Anne Twitty is a writer and translator whose works have been widely published. She received the PEN Prize for Poetry in Translation in 2002 (for Maria Negroni’s Islandia) and a NEA Translation Fellowship in 2006 (to support the translation of the same author’snovel Ursula’s Dream). Anne Twitty’s original writing on themes related to spiritual traditions has appeared in several issues of Parabola. After studying Rumi with Dr. Anvar, she began to collaborate with him on these translations, to be published later this year by Pir Press published by Pir Press.
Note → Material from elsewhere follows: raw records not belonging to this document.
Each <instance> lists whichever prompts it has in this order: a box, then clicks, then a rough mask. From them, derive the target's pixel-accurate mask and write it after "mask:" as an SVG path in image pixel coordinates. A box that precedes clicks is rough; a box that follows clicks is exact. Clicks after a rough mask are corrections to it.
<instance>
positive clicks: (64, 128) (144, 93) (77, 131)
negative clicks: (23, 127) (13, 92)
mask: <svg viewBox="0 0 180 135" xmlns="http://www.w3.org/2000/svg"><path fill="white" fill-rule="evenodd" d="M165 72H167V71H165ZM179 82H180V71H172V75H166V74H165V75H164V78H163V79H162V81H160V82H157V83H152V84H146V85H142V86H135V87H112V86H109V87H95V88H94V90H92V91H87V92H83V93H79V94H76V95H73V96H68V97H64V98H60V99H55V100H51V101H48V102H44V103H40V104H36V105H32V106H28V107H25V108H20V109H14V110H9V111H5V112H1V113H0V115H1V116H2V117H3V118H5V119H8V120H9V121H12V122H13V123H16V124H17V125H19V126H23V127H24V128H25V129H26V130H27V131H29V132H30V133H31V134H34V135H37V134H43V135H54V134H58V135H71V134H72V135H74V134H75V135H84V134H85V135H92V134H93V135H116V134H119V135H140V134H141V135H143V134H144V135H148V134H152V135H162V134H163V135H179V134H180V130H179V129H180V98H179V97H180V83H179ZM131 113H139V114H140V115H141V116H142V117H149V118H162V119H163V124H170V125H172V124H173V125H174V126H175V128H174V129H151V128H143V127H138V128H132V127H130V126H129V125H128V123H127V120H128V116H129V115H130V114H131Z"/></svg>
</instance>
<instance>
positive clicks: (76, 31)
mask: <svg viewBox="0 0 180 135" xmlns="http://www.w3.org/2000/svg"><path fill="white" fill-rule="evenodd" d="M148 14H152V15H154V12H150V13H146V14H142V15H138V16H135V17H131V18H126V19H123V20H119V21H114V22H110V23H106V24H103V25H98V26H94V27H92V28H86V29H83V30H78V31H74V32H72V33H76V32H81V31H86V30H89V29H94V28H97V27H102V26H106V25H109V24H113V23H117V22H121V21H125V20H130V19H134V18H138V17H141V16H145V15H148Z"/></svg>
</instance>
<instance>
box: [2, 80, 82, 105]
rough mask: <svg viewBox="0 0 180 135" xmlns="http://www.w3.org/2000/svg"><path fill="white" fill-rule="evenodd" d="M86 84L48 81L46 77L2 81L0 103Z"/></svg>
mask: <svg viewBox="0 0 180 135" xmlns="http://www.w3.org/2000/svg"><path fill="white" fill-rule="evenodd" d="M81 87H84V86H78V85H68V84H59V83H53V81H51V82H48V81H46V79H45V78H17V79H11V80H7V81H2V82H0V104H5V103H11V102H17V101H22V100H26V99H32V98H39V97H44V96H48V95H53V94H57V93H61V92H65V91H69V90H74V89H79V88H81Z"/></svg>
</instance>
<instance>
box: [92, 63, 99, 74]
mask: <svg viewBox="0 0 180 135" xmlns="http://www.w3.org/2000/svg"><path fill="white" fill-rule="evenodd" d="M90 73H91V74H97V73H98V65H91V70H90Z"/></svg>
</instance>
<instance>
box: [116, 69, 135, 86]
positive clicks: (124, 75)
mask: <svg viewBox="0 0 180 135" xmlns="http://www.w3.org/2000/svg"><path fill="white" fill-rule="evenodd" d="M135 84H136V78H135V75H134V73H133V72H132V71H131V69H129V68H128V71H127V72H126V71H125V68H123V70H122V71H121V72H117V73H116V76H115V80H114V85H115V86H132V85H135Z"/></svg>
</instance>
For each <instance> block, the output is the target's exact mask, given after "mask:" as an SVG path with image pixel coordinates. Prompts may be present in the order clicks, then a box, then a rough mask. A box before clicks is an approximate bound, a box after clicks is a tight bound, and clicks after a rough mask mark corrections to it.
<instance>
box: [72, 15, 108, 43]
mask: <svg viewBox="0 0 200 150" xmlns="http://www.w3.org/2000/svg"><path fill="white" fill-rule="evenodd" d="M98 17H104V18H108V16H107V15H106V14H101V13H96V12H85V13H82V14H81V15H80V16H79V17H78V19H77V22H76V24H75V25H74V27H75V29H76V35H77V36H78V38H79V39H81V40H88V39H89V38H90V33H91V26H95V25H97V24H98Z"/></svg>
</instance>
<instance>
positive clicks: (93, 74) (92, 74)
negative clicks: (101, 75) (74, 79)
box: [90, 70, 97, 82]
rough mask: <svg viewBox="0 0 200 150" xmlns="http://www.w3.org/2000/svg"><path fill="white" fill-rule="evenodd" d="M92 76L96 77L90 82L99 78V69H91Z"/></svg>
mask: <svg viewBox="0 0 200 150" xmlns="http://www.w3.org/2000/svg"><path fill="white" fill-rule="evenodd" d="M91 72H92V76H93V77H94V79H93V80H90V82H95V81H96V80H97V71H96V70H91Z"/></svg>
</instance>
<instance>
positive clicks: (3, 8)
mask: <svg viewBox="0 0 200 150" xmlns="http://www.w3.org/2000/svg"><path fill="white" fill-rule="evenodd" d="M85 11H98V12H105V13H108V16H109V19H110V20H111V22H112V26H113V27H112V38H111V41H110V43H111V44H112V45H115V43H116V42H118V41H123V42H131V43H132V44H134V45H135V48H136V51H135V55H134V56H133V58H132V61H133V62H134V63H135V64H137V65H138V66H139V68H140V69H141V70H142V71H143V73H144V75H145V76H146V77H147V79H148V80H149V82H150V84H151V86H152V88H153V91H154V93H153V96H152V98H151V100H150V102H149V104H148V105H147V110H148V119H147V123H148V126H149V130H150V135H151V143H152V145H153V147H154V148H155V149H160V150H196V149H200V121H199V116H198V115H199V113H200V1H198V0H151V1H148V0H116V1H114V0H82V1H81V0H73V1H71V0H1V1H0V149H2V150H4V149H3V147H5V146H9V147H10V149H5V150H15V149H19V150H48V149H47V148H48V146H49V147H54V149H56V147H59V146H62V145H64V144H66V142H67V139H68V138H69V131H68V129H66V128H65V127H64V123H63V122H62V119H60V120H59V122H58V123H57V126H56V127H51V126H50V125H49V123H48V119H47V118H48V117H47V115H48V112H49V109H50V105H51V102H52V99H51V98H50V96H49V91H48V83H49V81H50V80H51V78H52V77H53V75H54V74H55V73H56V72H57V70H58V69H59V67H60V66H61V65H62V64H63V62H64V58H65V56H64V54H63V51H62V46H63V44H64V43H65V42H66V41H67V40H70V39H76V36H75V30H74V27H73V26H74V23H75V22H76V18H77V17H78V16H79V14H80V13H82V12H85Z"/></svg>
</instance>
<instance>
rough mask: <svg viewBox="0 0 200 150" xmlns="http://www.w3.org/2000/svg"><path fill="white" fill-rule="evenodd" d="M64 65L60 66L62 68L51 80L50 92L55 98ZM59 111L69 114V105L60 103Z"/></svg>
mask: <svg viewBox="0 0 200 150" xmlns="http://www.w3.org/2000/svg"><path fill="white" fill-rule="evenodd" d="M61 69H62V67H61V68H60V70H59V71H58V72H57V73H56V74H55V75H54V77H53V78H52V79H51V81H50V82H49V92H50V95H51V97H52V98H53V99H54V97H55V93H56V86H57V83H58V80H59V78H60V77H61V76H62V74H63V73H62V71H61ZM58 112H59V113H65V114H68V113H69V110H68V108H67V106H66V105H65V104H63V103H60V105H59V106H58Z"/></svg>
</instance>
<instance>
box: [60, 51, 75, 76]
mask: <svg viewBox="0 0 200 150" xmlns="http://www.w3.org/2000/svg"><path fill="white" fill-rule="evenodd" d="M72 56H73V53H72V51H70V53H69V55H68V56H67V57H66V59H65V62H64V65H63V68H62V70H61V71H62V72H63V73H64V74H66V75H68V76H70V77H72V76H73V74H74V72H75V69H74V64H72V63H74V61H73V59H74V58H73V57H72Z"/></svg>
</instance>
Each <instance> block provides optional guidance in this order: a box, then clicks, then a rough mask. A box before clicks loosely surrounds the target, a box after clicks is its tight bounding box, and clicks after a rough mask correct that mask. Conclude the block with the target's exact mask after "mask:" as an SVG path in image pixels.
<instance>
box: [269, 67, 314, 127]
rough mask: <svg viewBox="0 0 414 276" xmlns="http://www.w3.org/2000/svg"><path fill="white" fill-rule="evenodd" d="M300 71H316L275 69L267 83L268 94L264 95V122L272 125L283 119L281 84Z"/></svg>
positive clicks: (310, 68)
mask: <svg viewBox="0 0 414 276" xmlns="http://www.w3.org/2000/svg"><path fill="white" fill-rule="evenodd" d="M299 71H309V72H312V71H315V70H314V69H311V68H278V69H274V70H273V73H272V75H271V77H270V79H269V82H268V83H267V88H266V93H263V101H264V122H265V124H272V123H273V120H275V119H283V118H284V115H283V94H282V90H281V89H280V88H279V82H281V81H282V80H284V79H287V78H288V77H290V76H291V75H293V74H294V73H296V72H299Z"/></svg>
Katherine E. Young’s poetry has appeared most recently in Poet Lore, The Innisfree Poetry Journal, The Iowa Review (where she is a three-time finalist for the Iowa Award), Southern Poetry Review, and Shenandoah. She is a three-time semifinalist for the “Discovery/The Nation” reading in New York and has been nominated for a Pushcart Prize. A chapbook, Gentling the Bones, will be published by Finishing Line Press in 2007. She has lived and worked in Russia and the former Soviet Union off and on for the last 25 years; she currently lives in Arlington, Virginia.
News of Our Contributors
The Virginia Festival of the Book takes place in Charlottesville, Virginia, March 21-25. Katherine McNamara will be moderator of “Altered State(s): American Culture Now” with Daniel Mendelsohn, Dahlia Lithwick, and Hal Crowther. Please check the Festival schedule for more information. Check local C-Span/BookTV schedules, as well.
Paul Sohar, translator of Sándor Kányádi , the Transylvanian Hungarian poet, writes to tell us that new translations of Kányádi appear on Hungarian Literature On-Line. Sohar’s translation of Kányádi’s great “All Soul’s Day in Vienna” appeared in Archipelago, Vol. 3, No. 4; and “Song for the Road,” in Vol. 4, No. 1 . Kányádi’s Dancing Embers, translated by Paul Sohar, is available from Twisted Spoon Press, Prague, with a Foreword by Katherine McNamara.
March is Small Press Month.
April is National Poetry Month.
Poetry Daily celebrates its Tenth Anniversary in April 2007!
Matt Madden, the graphics author, now publishes a blog. Recently, his 99 Ways to Tell A Story: Exercises in Style, appeared. Some of some of his “Exercises in Style“ appeared in Archipelago, Vol. 5, No. 2.
Oliver Khan, whose poems appeared in Archipelago, Vol. 10, Nos. 1&2, manages a new blog, Creative Writing Contests.
Tom Daley, whose poems appeared in Archipelago, Vol. 7, No. 2, has brought them out in a chapbook, Canticles and Inventories (Cambridge, Ma.: Wyngaerts Hoeck Press).